Ciò che sorprende non è la dimensione degli investimenti, ma la velocità con cui tutto questo si sta muovendo. In meno di due anni OpenAI è passata dall’essere una startup di ricerca a diventare la regia invisibile del più grande sforzo infrastrutturale dai tempi di Internet. I suoi partner sono aziende con capitalizzazioni da trilioni, e i governi le osservano come si osserva un nuovo blocco geopolitico. Nvidia controlla l’hardware, Oracle la logistica, AMD l’innovazione sul silicio. E in mezzo, Altman orchestra il tutto con la leggerezza di chi sa che ogni sua parola può spostare miliardi.

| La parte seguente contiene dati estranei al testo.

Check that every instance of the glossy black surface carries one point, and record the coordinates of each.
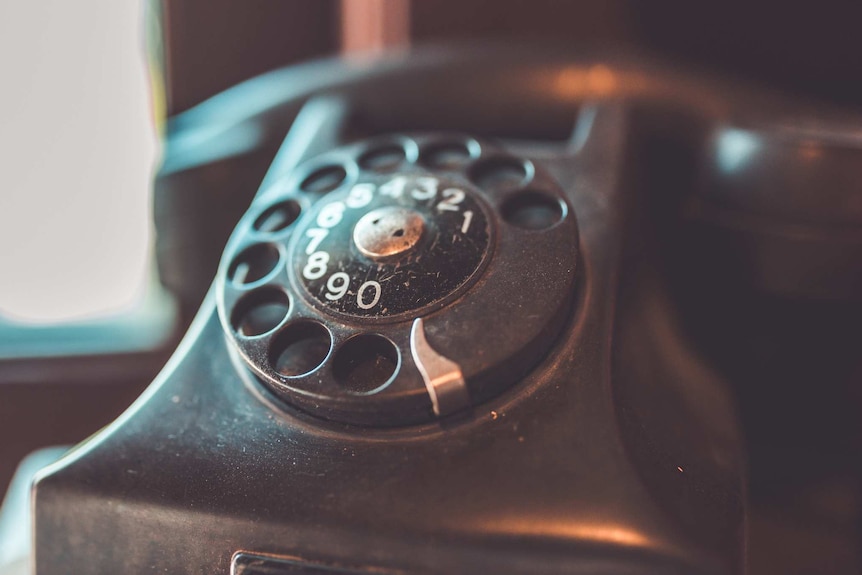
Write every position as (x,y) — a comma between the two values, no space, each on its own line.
(616,450)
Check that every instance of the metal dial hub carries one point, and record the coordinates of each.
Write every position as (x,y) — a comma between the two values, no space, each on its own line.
(387,232)
(401,279)
(393,246)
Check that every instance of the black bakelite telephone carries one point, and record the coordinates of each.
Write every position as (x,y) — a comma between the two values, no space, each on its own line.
(487,313)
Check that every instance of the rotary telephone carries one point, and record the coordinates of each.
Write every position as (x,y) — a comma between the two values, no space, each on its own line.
(486,313)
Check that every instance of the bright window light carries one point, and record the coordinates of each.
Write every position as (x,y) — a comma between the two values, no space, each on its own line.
(77,150)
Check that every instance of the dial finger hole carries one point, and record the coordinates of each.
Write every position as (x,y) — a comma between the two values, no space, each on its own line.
(384,158)
(324,180)
(253,264)
(300,349)
(499,173)
(260,312)
(446,155)
(532,210)
(365,363)
(276,218)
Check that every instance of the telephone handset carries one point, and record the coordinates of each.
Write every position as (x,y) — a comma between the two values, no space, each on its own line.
(444,336)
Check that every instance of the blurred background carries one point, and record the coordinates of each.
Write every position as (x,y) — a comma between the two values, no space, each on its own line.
(92,302)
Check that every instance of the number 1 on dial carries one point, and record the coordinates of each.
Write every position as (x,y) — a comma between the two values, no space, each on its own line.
(468,219)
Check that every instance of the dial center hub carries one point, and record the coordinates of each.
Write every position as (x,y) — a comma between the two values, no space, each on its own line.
(389,231)
(392,245)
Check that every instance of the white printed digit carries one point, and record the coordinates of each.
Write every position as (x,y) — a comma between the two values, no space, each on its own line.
(316,235)
(468,218)
(330,215)
(360,295)
(337,285)
(394,187)
(360,195)
(426,188)
(315,268)
(451,198)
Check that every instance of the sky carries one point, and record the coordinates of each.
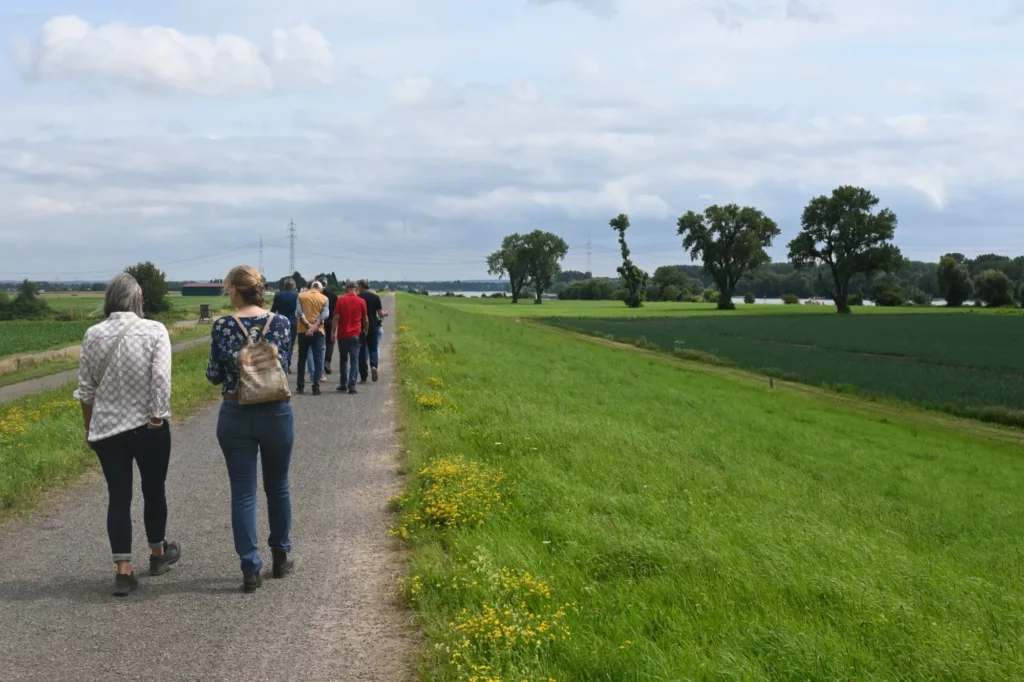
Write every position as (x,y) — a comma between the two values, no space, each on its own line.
(406,137)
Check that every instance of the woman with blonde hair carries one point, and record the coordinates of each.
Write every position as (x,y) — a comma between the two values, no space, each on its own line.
(246,431)
(124,385)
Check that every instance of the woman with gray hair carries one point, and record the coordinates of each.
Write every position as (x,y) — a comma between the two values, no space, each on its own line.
(124,385)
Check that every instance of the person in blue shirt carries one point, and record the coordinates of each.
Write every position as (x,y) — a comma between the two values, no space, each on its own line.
(286,304)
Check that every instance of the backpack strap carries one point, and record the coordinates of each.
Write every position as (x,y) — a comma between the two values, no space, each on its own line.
(266,327)
(245,331)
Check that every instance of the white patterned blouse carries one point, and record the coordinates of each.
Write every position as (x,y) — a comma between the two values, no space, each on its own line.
(137,383)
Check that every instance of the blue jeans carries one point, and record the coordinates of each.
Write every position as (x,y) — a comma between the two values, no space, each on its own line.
(310,346)
(369,349)
(348,350)
(291,345)
(243,432)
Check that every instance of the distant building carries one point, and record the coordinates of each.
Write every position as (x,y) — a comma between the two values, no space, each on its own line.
(199,289)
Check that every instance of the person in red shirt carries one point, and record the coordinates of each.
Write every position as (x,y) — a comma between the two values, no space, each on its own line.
(350,323)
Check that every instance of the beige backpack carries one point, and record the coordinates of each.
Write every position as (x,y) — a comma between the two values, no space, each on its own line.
(261,378)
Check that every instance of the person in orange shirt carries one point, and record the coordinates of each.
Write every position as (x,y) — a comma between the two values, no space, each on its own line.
(312,311)
(350,323)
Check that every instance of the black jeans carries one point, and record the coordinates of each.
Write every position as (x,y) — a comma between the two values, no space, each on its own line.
(329,344)
(151,450)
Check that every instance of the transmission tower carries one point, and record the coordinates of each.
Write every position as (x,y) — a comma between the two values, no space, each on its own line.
(261,254)
(291,239)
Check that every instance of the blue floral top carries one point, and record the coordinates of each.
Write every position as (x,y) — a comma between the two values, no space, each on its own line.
(226,340)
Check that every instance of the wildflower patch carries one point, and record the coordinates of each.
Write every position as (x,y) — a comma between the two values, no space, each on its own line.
(508,622)
(450,493)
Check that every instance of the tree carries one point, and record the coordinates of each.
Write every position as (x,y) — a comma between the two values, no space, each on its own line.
(634,278)
(954,281)
(994,289)
(511,260)
(844,232)
(672,293)
(544,252)
(731,242)
(154,284)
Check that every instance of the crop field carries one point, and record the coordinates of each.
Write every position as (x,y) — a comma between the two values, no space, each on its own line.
(960,363)
(579,512)
(24,336)
(90,304)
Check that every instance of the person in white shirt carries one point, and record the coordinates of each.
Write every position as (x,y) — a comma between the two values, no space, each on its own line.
(124,386)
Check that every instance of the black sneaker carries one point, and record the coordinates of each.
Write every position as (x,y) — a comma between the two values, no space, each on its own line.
(161,564)
(283,564)
(125,584)
(251,582)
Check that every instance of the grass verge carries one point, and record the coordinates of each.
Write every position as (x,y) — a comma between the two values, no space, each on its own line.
(580,512)
(41,440)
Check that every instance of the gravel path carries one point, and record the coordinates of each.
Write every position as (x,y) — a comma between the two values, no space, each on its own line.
(335,619)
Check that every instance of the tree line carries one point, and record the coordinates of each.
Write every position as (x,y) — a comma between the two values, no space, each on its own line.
(844,251)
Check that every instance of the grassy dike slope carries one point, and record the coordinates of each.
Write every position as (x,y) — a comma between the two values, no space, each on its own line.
(580,512)
(41,439)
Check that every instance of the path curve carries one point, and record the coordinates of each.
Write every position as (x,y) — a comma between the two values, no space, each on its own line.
(336,619)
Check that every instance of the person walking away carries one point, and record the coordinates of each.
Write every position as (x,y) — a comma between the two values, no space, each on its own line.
(246,431)
(369,355)
(124,386)
(332,303)
(312,313)
(349,324)
(286,303)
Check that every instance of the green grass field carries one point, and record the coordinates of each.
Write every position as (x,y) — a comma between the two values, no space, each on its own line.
(26,336)
(526,308)
(964,364)
(89,305)
(583,512)
(41,438)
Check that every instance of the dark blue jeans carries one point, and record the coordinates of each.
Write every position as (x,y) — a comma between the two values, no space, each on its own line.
(348,370)
(369,349)
(151,450)
(243,432)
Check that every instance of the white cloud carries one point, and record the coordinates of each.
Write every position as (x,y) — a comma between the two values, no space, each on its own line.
(165,59)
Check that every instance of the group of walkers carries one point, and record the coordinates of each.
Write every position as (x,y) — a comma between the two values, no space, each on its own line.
(125,392)
(320,320)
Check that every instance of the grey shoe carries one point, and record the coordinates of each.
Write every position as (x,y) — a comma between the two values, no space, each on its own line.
(161,564)
(251,582)
(125,584)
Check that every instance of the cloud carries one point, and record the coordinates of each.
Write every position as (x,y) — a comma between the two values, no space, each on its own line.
(597,7)
(802,10)
(160,58)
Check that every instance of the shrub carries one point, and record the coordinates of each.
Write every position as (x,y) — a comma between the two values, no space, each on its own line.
(887,294)
(994,289)
(919,297)
(154,285)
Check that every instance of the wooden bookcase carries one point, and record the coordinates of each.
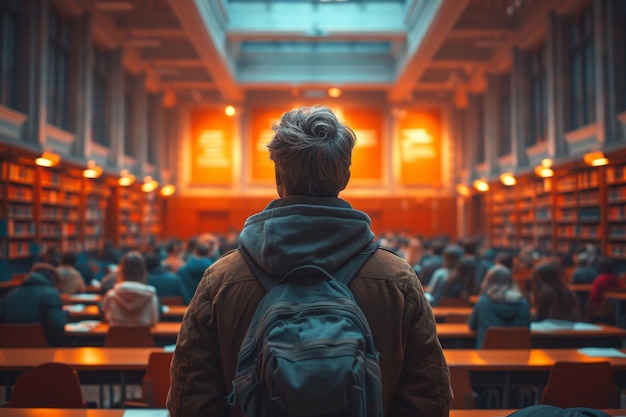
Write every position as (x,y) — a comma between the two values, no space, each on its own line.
(503,216)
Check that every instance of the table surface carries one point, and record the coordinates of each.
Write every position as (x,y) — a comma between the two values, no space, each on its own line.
(444,331)
(116,359)
(85,358)
(58,412)
(92,312)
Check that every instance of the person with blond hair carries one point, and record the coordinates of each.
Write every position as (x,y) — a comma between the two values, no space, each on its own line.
(500,304)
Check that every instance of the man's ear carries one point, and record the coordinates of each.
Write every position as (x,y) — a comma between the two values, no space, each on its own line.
(279,184)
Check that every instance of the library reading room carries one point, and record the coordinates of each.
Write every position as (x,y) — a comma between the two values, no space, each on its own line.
(154,152)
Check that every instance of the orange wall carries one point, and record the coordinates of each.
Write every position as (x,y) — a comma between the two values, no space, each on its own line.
(190,216)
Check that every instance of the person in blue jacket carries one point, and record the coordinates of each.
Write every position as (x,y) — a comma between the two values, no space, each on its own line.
(500,304)
(36,300)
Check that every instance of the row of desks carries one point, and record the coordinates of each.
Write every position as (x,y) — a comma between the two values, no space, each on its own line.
(451,335)
(136,359)
(56,412)
(79,312)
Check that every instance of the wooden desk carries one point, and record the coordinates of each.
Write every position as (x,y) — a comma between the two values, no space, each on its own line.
(618,297)
(90,299)
(583,289)
(521,360)
(459,335)
(92,312)
(164,332)
(93,412)
(81,359)
(442,313)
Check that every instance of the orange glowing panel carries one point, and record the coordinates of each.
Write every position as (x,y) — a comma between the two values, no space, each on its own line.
(262,169)
(367,154)
(211,147)
(420,148)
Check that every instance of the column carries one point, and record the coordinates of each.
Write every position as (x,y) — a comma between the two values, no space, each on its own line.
(37,52)
(140,103)
(116,109)
(82,108)
(557,85)
(519,108)
(603,25)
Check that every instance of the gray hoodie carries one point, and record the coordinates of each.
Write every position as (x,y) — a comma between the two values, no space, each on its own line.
(131,303)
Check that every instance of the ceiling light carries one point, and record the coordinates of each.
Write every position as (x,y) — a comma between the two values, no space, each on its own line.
(114,5)
(463,189)
(508,179)
(230,111)
(481,185)
(543,172)
(334,92)
(595,159)
(126,178)
(168,190)
(149,184)
(92,170)
(48,159)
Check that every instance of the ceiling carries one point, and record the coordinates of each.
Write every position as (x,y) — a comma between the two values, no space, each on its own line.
(406,49)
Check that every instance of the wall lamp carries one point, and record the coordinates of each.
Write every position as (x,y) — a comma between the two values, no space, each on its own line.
(545,169)
(168,190)
(595,159)
(149,184)
(48,159)
(508,179)
(92,170)
(463,190)
(481,185)
(126,178)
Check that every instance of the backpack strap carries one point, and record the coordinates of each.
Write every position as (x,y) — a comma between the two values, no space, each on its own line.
(344,274)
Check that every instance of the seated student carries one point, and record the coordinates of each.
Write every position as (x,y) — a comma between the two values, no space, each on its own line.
(71,280)
(584,272)
(553,300)
(461,282)
(36,300)
(452,255)
(191,273)
(131,302)
(606,279)
(500,304)
(173,260)
(167,283)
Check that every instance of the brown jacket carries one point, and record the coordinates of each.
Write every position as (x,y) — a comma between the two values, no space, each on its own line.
(415,375)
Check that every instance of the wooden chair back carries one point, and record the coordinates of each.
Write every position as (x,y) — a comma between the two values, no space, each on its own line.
(49,385)
(22,335)
(462,389)
(129,336)
(581,384)
(498,337)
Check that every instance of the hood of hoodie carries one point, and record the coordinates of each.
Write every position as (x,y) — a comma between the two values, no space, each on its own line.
(132,296)
(510,308)
(35,279)
(296,231)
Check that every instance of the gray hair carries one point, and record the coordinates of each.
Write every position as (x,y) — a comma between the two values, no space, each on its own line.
(312,152)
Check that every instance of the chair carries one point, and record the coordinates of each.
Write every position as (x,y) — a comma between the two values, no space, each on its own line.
(174,300)
(581,384)
(454,302)
(129,336)
(49,385)
(507,338)
(498,337)
(22,335)
(156,382)
(462,389)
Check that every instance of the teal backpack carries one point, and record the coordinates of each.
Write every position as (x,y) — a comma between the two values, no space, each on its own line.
(309,350)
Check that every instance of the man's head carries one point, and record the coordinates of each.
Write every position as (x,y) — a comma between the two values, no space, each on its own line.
(312,153)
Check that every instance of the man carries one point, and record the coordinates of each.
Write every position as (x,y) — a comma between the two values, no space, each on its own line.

L’ironia, forse, è che la nuova intelligenza artificiale non nasce nei laboratori, ma nei consigli di amministrazione. È lì che si decide quanta potenza costruire, dove posizionare i data center, quanta energia assorbire, quante quote azionarie scambiare. Il cervello artificiale del mondo è alimentato da accordi che combinano ingegneria, diplomazia e finanza con la precisione di un circuito stampato.

Mentre gli analisti si interrogano sulla sostenibilità di tutto questo, i protagonisti continuano a stringere mani e firmare protocolli da centinaia di miliardi. OpenAI, Nvidia, AMD e Oracle non stanno solo costruendo un’infrastruttura tecnologica, ma un nuovo ordine economico. Uno in cui la potenza computazionale è il nuovo capitale, e la sovranità energetica è la nuova valuta. In fondo, è sempre stato così: chi controlla l’energia controlla il mondo. Solo che oggi l’energia non è più petrolio, ma calcolo. E il cervello del pianeta, a quanto pare, si costruisce in silicio, con un tocco di arroganza e un pizzico di genialità californiana.